My Beta Vacation: Opting Out to Avoid Burnout
So, several months ago, I received a coveted invitation in my email inbox. No, it wasn’t the invite to play the technical alpha for the new Blizzard MOBA, Heroes of the Storm, but one that many WoW players were dying to get their hot little hands on… the beta for the new WoW expansion, Warlords of Draenor (WoD).
At face value, the beta invite was something I had actually been hoping for, and I felt an initial rush of excitement when I saw the email. But I didn’t have time to play the beta when I first got the invite. Work, evening meetings, and a weekend out of town kept me from gaming at all.
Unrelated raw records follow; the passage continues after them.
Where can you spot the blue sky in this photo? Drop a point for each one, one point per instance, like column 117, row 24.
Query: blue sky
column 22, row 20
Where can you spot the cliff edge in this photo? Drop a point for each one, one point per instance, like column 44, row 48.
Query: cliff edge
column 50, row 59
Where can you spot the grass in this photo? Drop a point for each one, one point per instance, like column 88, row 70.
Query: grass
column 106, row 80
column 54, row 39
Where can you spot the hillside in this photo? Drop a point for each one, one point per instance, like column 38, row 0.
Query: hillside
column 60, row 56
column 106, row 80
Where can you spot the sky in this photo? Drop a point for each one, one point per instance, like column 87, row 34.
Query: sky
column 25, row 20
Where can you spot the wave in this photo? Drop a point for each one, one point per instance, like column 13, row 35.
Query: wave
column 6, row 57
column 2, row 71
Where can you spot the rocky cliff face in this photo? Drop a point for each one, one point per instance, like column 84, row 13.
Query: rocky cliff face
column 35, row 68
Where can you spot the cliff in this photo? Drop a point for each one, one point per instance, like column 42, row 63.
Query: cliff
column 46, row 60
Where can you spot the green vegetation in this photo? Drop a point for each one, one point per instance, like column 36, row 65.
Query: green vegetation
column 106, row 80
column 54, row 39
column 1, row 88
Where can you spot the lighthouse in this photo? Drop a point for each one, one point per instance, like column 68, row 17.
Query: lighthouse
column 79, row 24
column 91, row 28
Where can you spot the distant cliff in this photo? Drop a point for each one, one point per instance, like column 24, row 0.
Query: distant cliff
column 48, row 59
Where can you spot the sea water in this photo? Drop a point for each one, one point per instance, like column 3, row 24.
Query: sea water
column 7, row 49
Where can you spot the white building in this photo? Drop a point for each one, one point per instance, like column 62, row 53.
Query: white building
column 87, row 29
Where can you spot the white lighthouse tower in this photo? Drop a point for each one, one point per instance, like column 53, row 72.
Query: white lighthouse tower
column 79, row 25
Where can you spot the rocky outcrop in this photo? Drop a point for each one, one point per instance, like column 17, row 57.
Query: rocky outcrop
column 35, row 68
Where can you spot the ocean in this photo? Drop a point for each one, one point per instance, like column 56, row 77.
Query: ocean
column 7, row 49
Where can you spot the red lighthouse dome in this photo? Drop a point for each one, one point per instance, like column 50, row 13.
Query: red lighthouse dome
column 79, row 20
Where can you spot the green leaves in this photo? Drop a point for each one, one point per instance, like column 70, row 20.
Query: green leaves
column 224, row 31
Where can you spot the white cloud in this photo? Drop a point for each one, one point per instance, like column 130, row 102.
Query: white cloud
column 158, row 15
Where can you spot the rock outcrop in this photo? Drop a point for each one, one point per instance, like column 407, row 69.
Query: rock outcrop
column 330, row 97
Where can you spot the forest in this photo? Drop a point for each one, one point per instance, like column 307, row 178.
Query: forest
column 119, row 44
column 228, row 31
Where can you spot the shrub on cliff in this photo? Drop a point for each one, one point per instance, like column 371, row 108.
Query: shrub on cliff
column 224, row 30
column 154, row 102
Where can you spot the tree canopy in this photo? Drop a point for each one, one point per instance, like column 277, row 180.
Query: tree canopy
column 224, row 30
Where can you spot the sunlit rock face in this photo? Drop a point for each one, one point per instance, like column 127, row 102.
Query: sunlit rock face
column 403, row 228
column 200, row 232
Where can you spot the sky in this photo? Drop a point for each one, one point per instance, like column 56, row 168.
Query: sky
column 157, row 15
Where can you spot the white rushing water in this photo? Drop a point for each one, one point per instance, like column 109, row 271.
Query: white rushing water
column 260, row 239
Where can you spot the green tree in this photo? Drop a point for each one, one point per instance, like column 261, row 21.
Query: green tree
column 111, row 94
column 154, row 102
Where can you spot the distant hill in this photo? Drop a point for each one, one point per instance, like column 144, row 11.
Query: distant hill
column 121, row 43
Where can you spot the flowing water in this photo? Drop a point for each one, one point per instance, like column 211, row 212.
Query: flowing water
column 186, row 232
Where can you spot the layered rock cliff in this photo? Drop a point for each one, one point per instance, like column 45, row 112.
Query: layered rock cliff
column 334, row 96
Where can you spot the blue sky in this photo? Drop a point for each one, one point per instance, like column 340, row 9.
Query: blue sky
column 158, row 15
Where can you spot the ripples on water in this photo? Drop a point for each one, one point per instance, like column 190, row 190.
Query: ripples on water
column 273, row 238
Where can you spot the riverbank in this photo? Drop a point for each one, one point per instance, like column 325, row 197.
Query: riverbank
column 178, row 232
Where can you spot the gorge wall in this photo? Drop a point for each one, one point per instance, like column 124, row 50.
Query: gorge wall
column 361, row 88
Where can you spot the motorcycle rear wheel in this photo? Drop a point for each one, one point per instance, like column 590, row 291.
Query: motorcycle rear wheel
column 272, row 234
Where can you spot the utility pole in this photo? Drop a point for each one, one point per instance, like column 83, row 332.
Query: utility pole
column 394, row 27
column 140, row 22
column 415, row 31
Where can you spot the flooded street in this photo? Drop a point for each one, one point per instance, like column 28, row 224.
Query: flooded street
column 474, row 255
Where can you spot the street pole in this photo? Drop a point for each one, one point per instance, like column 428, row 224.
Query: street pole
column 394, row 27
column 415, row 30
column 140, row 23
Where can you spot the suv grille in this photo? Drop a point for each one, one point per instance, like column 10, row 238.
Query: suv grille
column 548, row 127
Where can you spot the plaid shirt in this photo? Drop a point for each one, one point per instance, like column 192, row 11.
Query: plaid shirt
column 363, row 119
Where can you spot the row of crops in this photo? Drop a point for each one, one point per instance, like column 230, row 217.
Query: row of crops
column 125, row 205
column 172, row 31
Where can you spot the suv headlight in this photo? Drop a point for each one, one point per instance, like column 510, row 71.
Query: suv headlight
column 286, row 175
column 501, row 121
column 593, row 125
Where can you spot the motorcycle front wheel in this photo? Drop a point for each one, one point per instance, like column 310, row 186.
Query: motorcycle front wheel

My jets cooled down a bit. And suddenly, I realized: I didn’t really want to play the beta.
Not to say I’m not excited for the WoD expansion. I very much am looking forward to it. But it occurred to me that WoW burnout has been happening to me more and more over recent years. A beta, for me, would be one more cycle through the new content, and it’s a trip through that doesn’t count for anything.
Now, I understand that there are some beta testers who are genuinely testing new features. They write great, informative blog posts about their discoveries. They are testing the product the way Blizzard would want them to, or so I assume. I applaud those people, and envy their time and perseverance in documenting beta developments and changes.
The luxury of time is one I don’t have. I’m not alone in this boat. Many of us have jobs, family, and personal/professional commitments which limit gaming time. What we decide to play with this limited time is definitely of some importance. For myself, playing the beta is a waste of precious time when I still have characters to finish in Pandaria.
But, even more than that, burnout and boredom loom on the horizon of every expansion, especially if there are more than one to two toons that you’re trying to get to max level and end game. How many times can you run the same quests without starting to dread them? Doing them on beta first just adds to the repetitive nature, but it doesn’t count toward permanent progress.
Also lost with beta is some of the excitement of the new expansion upon launch. Sights we have yet to see, exploration to do, that sense of wonder and mystery: these can be diminished on launch day, if not wholly ruined, by playing the beta. I’ve waited long enough for this new content, I want to wake up on launch day to face a new adventure. A completely new adventure.
Now, lest you’re tempted to say that my beta invite was wasted on me, fear not. I gave my boyfriend access to my account so he could play it because he really was interested in some aspects. Now, he has his own beta invite, so mine will sit unused. I haven’t even paid attention to the new character models or screenshots from the expansion, nor the class changes, nor the garrisons.
When launch day comes, I’ll read the patch notes, grab some snacks and a drink, and prepare to immerse myself in a totally new world. A world that’s fresh and unspoiled. And, hopefully, fun.